Doing the basics as well as possible is the key to good farming for a second generation family dairy business on the Taieri Plains.

That includes renovating extra paddocks into new pasture each year to improve their productivity. Allan and Stephanie Newall bought the farm 22 years ago. Their son Lyndon and his wife Tina started contract milking five years later, and are now 50/50 sharemilkers.

The home farm totals 138 ha eff leased and freehold. In 2006 the family added a 185 ha run off at Hindon.

Last year Lyndon and Tina milked 373 cows for a total 155,000 kg MS with a ‘trying spring’. This season they will milk the same number of cows with budgeted production of 158,000 kg. They’re helped by staff Glen and Serena Smith. Glen works full time; Serena lends a hand with milking and calving.

At this time of year extra hands are essential – the Newalls rear all their calves, so spring is fl at out. (They have regular buyers for 100 kg calves and any left over are sent up to Hindon to be grown out for beef). Good animal husbandry is a top priority. “A happy cow is a healthy cow, and the same goes for our calves,” Lyndon says. “Our stock are our bread and butter, and we try to take the best care of them that we can.”

Overall the farm is grass-driven, although for the first time the Newalls fed 120t palm kernel last season. This season they plan to cut back to about 90t.

Other inputs include grass silage cut off the home farm; 18 ha winter forage at Hindon, where the cows winter and replacements are grown out; and 20 – 30t of N a year.

There are also 4 ha summer turnips on the home farm, a practice which began to combat increasingly dry summers that slow grass growth dramatically in late January and February.

These turnip paddocks are sown into new pasture every spring, but recently the Newalls also began renovating an extra paddock grass to grass later in the season.

“We needed to speed up our renovation. We feel pasture is the limiting factor on the farm now, and we’re keen to get new species,” Lyndon says.

So what exactly are they looking for? “Something that comes away in early spring, hangs on into the dry over summer and preferably doesn’t get frost damaged through winter.”

Tetraploid ryegrass fits the bill 

It’s early days yet but so far Bealey tetraploid ryegrass, recommended by their CRT technical field officer Karl White and sown in spring/summer 2008, seems to fit the bill.

“It stays green all winter and keeps growing, which is important for us. Older pastures tend to shut down in winter. You can  definitely see the difference between the two in late winter and early spring,” Lyndon says.

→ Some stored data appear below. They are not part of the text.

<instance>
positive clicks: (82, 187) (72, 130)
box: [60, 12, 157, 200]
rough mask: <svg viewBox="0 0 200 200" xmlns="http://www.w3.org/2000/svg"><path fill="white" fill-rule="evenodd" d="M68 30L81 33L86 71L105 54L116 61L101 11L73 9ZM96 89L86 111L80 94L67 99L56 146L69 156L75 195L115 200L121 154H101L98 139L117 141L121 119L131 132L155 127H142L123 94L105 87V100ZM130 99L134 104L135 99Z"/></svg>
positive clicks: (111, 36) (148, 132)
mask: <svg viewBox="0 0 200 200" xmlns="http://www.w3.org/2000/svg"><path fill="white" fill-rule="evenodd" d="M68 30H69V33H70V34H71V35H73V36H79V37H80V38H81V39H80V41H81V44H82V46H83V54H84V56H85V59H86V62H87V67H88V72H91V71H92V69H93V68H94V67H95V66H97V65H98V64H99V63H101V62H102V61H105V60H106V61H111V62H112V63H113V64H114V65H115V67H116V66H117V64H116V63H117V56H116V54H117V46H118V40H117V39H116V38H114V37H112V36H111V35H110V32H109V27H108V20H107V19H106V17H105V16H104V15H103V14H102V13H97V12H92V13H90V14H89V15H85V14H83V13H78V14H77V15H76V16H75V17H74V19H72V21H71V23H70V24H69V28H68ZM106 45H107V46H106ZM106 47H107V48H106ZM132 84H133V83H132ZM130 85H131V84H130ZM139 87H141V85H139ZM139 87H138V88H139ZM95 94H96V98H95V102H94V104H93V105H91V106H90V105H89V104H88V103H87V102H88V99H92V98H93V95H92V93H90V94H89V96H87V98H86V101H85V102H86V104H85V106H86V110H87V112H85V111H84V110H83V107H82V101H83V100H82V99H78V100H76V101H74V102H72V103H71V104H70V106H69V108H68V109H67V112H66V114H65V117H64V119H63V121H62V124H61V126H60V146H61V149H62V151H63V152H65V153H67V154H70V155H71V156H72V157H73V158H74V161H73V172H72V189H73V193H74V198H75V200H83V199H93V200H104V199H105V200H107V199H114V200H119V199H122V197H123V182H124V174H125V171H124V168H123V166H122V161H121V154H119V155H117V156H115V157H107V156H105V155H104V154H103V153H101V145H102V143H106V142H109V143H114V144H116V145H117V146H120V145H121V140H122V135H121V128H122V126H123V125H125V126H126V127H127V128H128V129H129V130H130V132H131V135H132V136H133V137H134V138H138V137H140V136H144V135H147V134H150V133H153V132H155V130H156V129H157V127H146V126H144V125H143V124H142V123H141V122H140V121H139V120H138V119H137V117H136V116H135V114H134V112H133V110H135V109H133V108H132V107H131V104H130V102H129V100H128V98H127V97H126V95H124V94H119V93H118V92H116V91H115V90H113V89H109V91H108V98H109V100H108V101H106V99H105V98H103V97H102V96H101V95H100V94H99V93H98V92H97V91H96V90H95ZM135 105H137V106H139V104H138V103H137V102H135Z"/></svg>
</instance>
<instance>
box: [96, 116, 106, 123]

As for its ability to hang on into the dry, Bealey sown grass to grass late 2008 had a very testing time in early 2009. “It was ready for grazing when it got hit by the dry. We didn’t end up grazing it till April in the end. To be honest I thought I was going to have to re-do it, but it has held in there.”

Whether through crop or grass to grass, he invests in good paddock preparation and cultivation. The same goes for management. He’s careful not to deck Bealey paddocks (or any other new grass for that matter) and avoids grazing young pastures when the weather is very wet.

“We’d rather get in early and give it a light nip than wait and wait for the weather to come right. Otherwise you end up with no choice but to graze when probably you shouldn’t; that’s one thing we’ve learned from experience!”